Many poems in competitions tackle the subject of age. But the winner of the second prize, Robin Muers’s ‘He’s settled in quite well,’ is one of the best and most surprising I have ever read on this theme. Its speaker, ‘placed […] then left’ in a wheelchair, is mentally as quick as the swifts in the summer skies above him.
It takes courage to enter a very short poem for a competition. I am delighted that Angie Butler did so. ‘Son, you’re 42!’, the third prizewinner, has only nine lines. But it places the weight of a whole lifetime’s mistakes behind its closing rhyme.
Was it difficult to thin out the remaining pile into seven Highly Commended, and ten poems for the competition anthology? Honestly, yes. Many poems were re-read, then put back with a sigh.

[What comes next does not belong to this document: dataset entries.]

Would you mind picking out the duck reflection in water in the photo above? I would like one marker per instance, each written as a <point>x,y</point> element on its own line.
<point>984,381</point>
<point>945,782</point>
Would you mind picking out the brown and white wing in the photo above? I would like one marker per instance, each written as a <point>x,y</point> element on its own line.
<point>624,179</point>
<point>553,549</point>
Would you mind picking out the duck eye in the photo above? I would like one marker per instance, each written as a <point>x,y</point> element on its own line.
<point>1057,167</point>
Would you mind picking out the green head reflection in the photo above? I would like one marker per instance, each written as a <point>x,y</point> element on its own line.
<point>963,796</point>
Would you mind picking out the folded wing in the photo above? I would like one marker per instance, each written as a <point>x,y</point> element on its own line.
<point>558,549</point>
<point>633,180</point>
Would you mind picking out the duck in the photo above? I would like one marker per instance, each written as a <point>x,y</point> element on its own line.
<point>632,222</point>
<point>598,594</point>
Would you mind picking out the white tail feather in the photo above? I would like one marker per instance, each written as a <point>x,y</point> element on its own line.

I felt that all the Commended poems had exceptional force, in very different ways. Margaret Eddershaw’s ‘Scattering’ arrested me by its final line. Martin Fuller’s ‘Bullet Points’ was both absorbing and surprising. Physical vividness and emotional mystery marked Claire Williamson’s ‘She thought her father was a butcher’. ‘C’an Freixa’, by Patrick Lodge, achieved descriptions of irresistible beauty. I found ‘Tea Time Truce’, by Susan Latimer, uncompromisingly moving. Kay Cotton’s ‘The mason’ carefully deepened into primitive power. ‘The edge of the world’, by Gail Dendy, set the whole force of its length behind a bravely expansive ending.

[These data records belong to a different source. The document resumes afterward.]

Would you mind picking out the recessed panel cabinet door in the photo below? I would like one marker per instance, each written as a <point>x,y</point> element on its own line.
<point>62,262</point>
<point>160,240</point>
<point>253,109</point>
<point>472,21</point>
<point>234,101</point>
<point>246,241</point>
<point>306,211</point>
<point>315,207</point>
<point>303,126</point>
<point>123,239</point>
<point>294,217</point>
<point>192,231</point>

From my selection of poems for the anthology, I admire the haunting scents of Di Coffey’s poem ‘Hands’, and the often disturbing detail of Elaine Taylor’s ‘Uncle Ruby’. I think many readers will recognise the quiet rhythmic truth of Derek Stanley’s ‘Out Patience’, and the child-like sensuality of Jo Waterworth’s ‘Widdershins’. I am haunted by the unfolding sadness of Roger Caldwell’s ‘Going to Coventry’, shocked and impressed by the tough heroine of David Lukens’ ‘A circular life’. Virtual life is vivid in Anthony Watts’ The Bright Room’; an intricate music in Denni Turp’s sestina, ‘Can You Hear Me? Are You Still There?’ Finally, I greatly relished the crisp couplets of ‘Unfairy Tale’, and the deft humour of ‘Brown Sugar’. The judging was, of course, completely anonymous. When I learnt that both poems were by Ama Bolton, I still felt that these two skilful poems deserved their placing on their own, very different merits.
Why did some poems not escape from my ‘Maybe?’ folder. There were poems, excellent in parts, which showed flaws which I often see in my own writing. Some poems started strongly, then tailed off. Others had arresting diction, yet a lack of rhythmic lift, like a beautiful skin with no muscles to make it move. But there were many poems which did work well, and which I would very much have liked to smuggle into my ‘Yes!’ folder.

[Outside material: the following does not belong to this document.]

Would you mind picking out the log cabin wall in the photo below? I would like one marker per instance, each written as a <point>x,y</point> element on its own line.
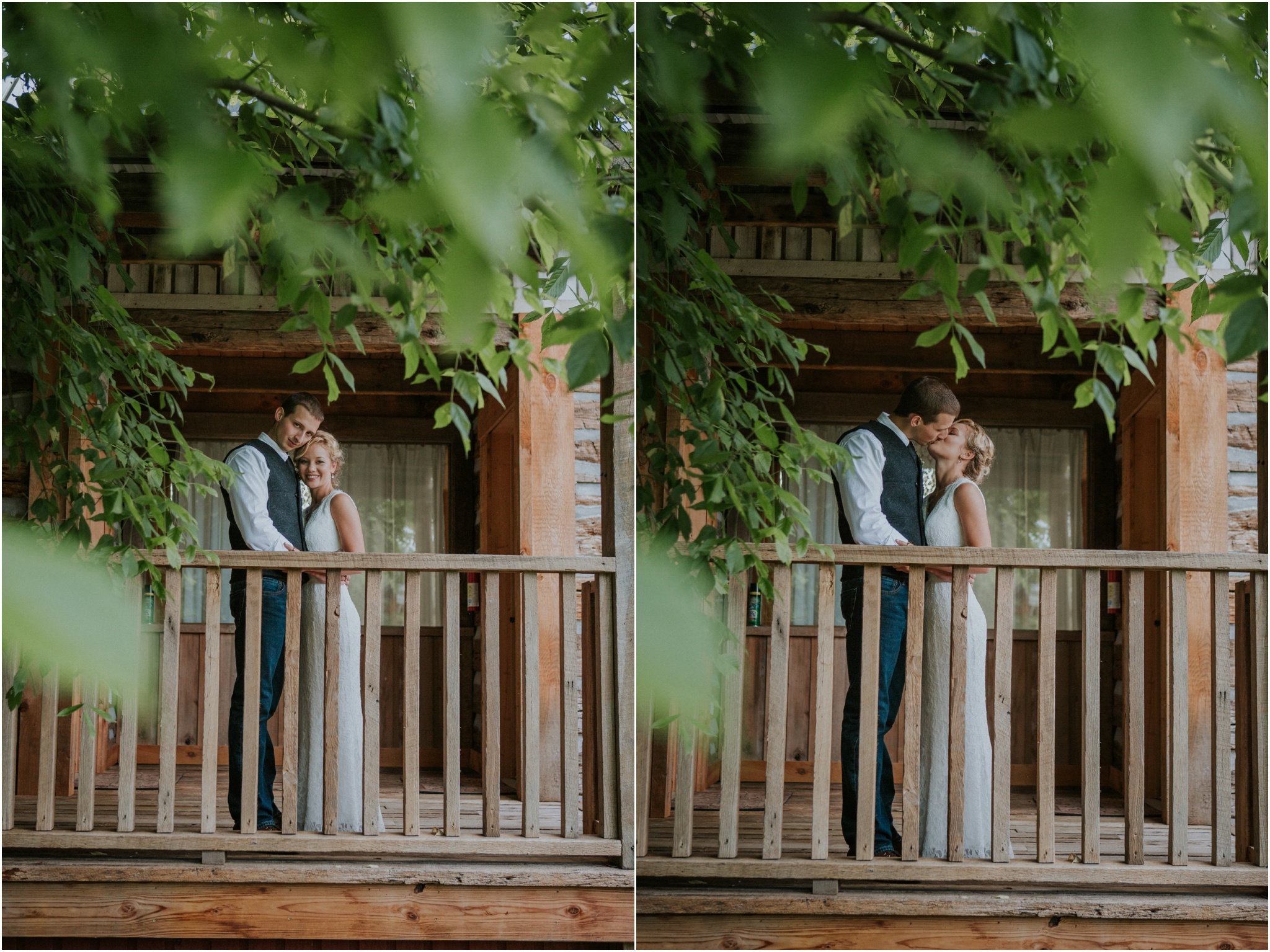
<point>228,324</point>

I have had the privilege of judging many competitions, both national and local. I think that Poetry Space is one of the most generous I have encountered. Many contests have only a few winning poems, which do not appear in print. Poetry Space has ten winners, including the Highly Commended, and publishes twenty of its entries. Statistically, you have an exceptionally good chance of being rewarded for entering this competition!
The standard of entries was high this year, and a significant number of the unplaced poems might well have been favoured by a different judge. (Poetry judging is not an exact science.) So, to all who entered, my thanks for letting me read your varied and thought-provoking poems. And please do enter again. Honestly,
2015 could be the year you win the Poetry Space Competition!
Alison Brackenbury
The top three will receive prizes of £250, £100 and £50 respectively and complimentary copies of the anthology.
Twenty poems in all will be published in the prizewinner's anthology.